A study also out this week indicated that whilst safety efforts are growing fast, they’re still a 2% drop in the research ocean. The pay disparity is no doubt a factor. A research scientist role at the UK institute is currently advertised with a package of £85-135K, not bad. But a capability research role with a big AI lab would net you between £230k-£350k a year according to current postings. Top engineers and researchers are offered £1m+.

Despite the big salaries, the labs are at a loss to explain how we safely adopt their inventions. This week OpenAI notified the world that they had essentially perfected AI voice duplication technology, with models able to learn from just 15 seconds of audio. What they expect the world to do to manage these capabilities is anybody’s guess.

Takeaways: Take any talk of AI safety you hear (evaluations, assurance, and red teaming) with a big pinch of salt.
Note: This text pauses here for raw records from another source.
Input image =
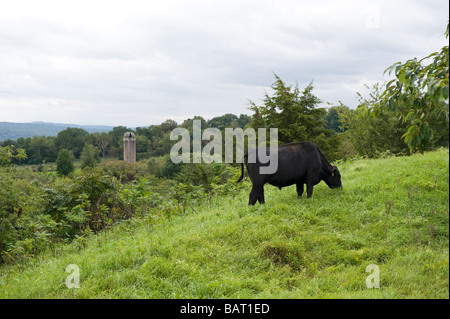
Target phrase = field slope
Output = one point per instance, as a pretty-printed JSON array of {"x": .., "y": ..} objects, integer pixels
[{"x": 392, "y": 213}]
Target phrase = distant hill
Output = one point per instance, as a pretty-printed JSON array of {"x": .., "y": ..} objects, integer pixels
[{"x": 14, "y": 131}]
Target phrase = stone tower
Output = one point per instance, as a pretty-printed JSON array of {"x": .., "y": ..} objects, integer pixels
[{"x": 129, "y": 147}]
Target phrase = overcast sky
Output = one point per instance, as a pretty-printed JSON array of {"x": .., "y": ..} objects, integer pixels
[{"x": 137, "y": 63}]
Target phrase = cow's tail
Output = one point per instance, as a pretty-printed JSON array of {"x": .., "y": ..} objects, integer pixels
[
  {"x": 242, "y": 173},
  {"x": 242, "y": 169}
]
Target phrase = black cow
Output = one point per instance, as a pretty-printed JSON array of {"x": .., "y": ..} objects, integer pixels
[{"x": 298, "y": 163}]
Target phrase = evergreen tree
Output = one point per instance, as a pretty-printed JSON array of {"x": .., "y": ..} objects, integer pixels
[{"x": 295, "y": 114}]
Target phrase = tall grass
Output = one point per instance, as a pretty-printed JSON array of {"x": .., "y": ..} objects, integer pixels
[{"x": 391, "y": 212}]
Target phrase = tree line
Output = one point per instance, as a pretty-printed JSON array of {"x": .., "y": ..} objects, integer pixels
[{"x": 409, "y": 113}]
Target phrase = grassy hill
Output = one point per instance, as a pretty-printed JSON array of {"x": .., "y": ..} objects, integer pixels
[
  {"x": 393, "y": 213},
  {"x": 14, "y": 131}
]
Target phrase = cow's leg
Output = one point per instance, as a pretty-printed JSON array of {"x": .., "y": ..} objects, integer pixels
[
  {"x": 261, "y": 195},
  {"x": 254, "y": 196},
  {"x": 299, "y": 189},
  {"x": 310, "y": 182}
]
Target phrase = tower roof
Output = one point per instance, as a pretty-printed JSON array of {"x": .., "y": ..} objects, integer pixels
[{"x": 129, "y": 135}]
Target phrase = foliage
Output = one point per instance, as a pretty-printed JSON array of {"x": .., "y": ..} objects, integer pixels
[
  {"x": 72, "y": 139},
  {"x": 8, "y": 154},
  {"x": 423, "y": 89},
  {"x": 64, "y": 162},
  {"x": 296, "y": 116},
  {"x": 370, "y": 136},
  {"x": 89, "y": 156}
]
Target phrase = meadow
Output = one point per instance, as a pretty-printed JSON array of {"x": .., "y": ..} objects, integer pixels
[{"x": 391, "y": 212}]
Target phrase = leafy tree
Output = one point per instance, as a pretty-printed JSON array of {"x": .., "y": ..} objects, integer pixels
[
  {"x": 9, "y": 153},
  {"x": 89, "y": 156},
  {"x": 64, "y": 162},
  {"x": 103, "y": 141},
  {"x": 423, "y": 87},
  {"x": 72, "y": 139},
  {"x": 168, "y": 125},
  {"x": 221, "y": 122}
]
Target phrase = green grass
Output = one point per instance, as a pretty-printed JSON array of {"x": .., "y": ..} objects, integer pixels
[{"x": 392, "y": 212}]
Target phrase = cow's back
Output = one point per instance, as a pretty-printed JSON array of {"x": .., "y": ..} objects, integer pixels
[{"x": 294, "y": 160}]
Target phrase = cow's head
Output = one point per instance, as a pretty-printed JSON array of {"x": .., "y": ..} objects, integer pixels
[{"x": 333, "y": 179}]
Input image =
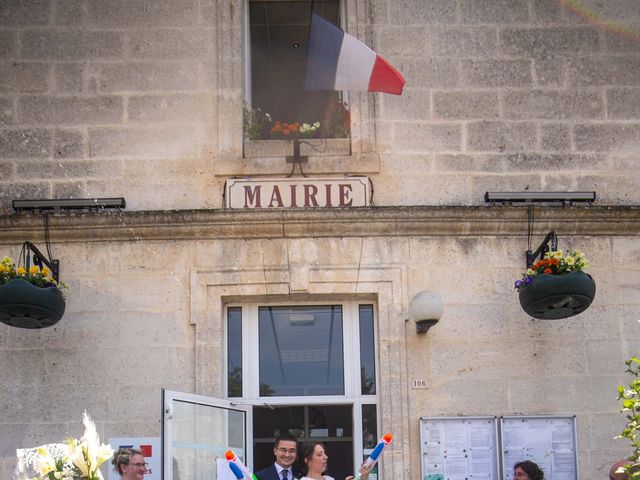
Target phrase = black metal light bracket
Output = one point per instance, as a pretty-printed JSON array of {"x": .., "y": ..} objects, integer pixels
[
  {"x": 40, "y": 259},
  {"x": 543, "y": 248}
]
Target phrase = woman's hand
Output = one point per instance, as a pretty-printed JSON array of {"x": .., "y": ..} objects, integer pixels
[{"x": 364, "y": 473}]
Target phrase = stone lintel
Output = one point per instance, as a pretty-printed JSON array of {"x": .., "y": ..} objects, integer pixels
[{"x": 301, "y": 223}]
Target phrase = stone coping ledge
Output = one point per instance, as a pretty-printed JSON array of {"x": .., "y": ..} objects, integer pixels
[{"x": 301, "y": 223}]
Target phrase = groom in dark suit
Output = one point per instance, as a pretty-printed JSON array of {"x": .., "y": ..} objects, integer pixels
[{"x": 285, "y": 450}]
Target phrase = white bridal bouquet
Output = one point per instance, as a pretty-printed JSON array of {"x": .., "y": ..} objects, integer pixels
[{"x": 76, "y": 459}]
This is not aircraft safety, where we know how planes fly and can engineer them accordingly. Nobody knows why the models are able to do what they do. At ExoBrain we believe that AI can’t be made fully safe in the lab. We need to harden system design, organisations, and society through ever more robust real-world implementation projects. When adopting AI, its down to us at the business-end to keep vigilant, do the safety testing in-situ, and deploy thoughtfully.